Mauro Santayana
A descoberta de que prefeitos, advogados e até um juiz se mancomunaram, a fim de desviar dinheiro do Fundo de Participação dos Municípios, não chega a surpreender. A Controladoria-Geral da União tem encontrado casos escabrosos de favorecimento, superfaturamento de obras, despesas fictícias, notas falsas, em grande número de prefeituras. Os prefeitos incompetentes costumam ser os mais corruptos, mesmo porque a honestidade é uma forma de eficácia.
Ainda que houvesse alguma prodigalidade e favoritismo em essa ou aquela cidade, a administração municipal, nos 20 anos anteriores ao regime militar, era melhor. As cidades pequenas, como sempre, estavam dominadas pelas oligarquias rurais, e o desvio, em seus parcos orçamentos, não causava escândalos, embora houvesse prodigalidade e renúncia fiscal em favor dos amigos. Nos municípios maiores, as oligarquias rurais foram substituídas, a partir de 1945, pela classe média urbana, que elegia a maioria dos vereadores e dos prefeitos. Os candidatos à chefia do Poder e
Executivo eram normalmente profissionais liberais, que viviam de seu trabalho, e – fosse na representação de grupos de interesses, ou movidos pela natural ambição política – assumiam as municipalidades com a intenção de bem governá-las. Pelo menos tinham disposição para negociar politicamente com os vereadores e a sociedade, e empregar os recursos em benefício da maioria.
No projeto de desmoralização deliberada da atividade política, os reitores do regime de exceção trataram de solapar a base da incipiente democracia brasileira. Instituiu-se, como primeiro passo, a remuneração dos vereadores. Antes, em quase todos os municípios, a vereança era relevante serviço público, e não remunerado. Em outros, os membros das câmaras municipais recebiam jetons, quase simbólicos, por sessão a que compareciam. A remuneração dos prefeitos tampouco era expressiva. Só nas grandes cidades e nas capitais, que exigiam do chefe do governo municipal atenção de tempo integral, os vencimentos eram razoáveis.
Passando a ser um emprego – e, relativamente, bom emprego – o cargo de vereador passou a ser disputado por pequenos demagogos, sem qualquer noção do bem público. Desse canteiro surgiram inúmeros candidatos a prefeito, da mesma qualidade e do mesmo caráter. O modelo se consolidou e continua a ter efeitos nefastos na formação dos parlamentos. O que antes era exceção – a ignorância instrumental, a debilidade de caráter, a tendência ao peculato – passou a ser regra geral. Só nos últimos tempos, e quase que por milagre, começaram a surgir, em alguns Estados, bons e criativos administradores municipais. Graças a eles está havendo a recuperação de suas cidades, que têm servido de exemplo às outras.

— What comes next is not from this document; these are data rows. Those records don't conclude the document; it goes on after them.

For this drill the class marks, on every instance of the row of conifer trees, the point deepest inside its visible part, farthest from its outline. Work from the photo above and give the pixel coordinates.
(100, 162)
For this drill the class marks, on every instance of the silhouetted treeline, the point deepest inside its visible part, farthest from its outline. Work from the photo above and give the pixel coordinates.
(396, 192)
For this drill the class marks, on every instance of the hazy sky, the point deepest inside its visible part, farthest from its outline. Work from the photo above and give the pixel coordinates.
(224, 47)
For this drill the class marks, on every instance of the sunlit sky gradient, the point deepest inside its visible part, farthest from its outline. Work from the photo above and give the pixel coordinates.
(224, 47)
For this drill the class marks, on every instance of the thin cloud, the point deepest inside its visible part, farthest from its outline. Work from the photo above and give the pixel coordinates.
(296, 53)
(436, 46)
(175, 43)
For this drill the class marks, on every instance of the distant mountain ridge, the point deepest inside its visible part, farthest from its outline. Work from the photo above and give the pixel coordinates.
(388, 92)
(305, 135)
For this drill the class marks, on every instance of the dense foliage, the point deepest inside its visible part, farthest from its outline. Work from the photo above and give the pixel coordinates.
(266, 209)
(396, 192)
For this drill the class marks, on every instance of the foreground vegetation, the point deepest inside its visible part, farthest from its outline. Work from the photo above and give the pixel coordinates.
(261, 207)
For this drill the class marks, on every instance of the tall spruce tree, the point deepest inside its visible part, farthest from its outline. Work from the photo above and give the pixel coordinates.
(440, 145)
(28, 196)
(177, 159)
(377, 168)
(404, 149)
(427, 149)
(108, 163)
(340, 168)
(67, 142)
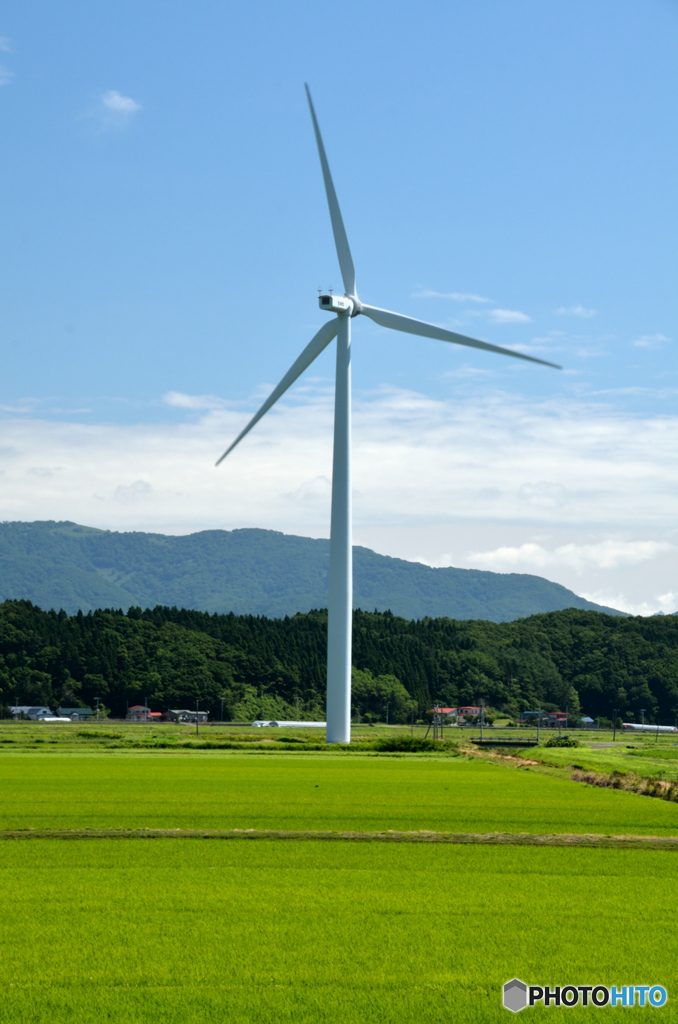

A eclosão desse novo escândalo, quando começa a mobilização pelas eleições municipais deste ano, pode servir de boa advertência às elites das cidades. É o momento de os homens responsáveis, em cada uma delas, reunirem-se em busca de candidaturas, tanto para vereadores quanto para o Poder Executivo, de pessoas honradas, e de se empenharem a fim de que se elejam. O primeiro passo é examinar minuciosamente o passado dos candidatos. O velho lugar-comum continua válido: quando as pessoas de bem se omitem da responsabilidade política, não podem queixar-se dos governos que se formam.
O PMDB ainda não conseguiu recuperar-se dos golpes sofridos nos últimos anos. A morte dos grandes líderes que o conduziram nos ácidos tempos ditatoriais provocou a erosão doutrinária de seus quadros. O partido continua sendo o mais brasileiro de todos, com presença em todas as regiões e em todas as classes sociais, mas lhe falta o ânimo que o empurrou para as grandes jornadas do passado. Para que se recupere é-lhe necessária uma liderança capaz de mobilizar o entusiasmo de seus militantes.
Durante a inauguração de fotos dos grandes fundadores, na sede do partido, alguns parlamentares fizeram apelo ao governador Aécio Neves para que retorne aos seus quadros. Esse apelo não se dirige somente ao governador. Com Aécio, o PMDB, depois de erros graves em Minas, tenta recuperar seu espaço no Estado. O último de seus desacertos foi o de negar legenda ao ex-presidente Itamar Franco, que era o candidato natural de Minas ao Senado da República. Ao optar por essa exclusão, injusta e inepta, o PMDB mineiro não só perdeu uma cadeira na Câmara Alta, uma vez que seu candidato amargou a derrota; o partido encolheu ainda mais, diante da opinião pública de Minas, que se sentiu frustrada em não ter podido eleger Itamar. Para reabilitar-se no Estado, o PMDB busca encostar-se em Aécio.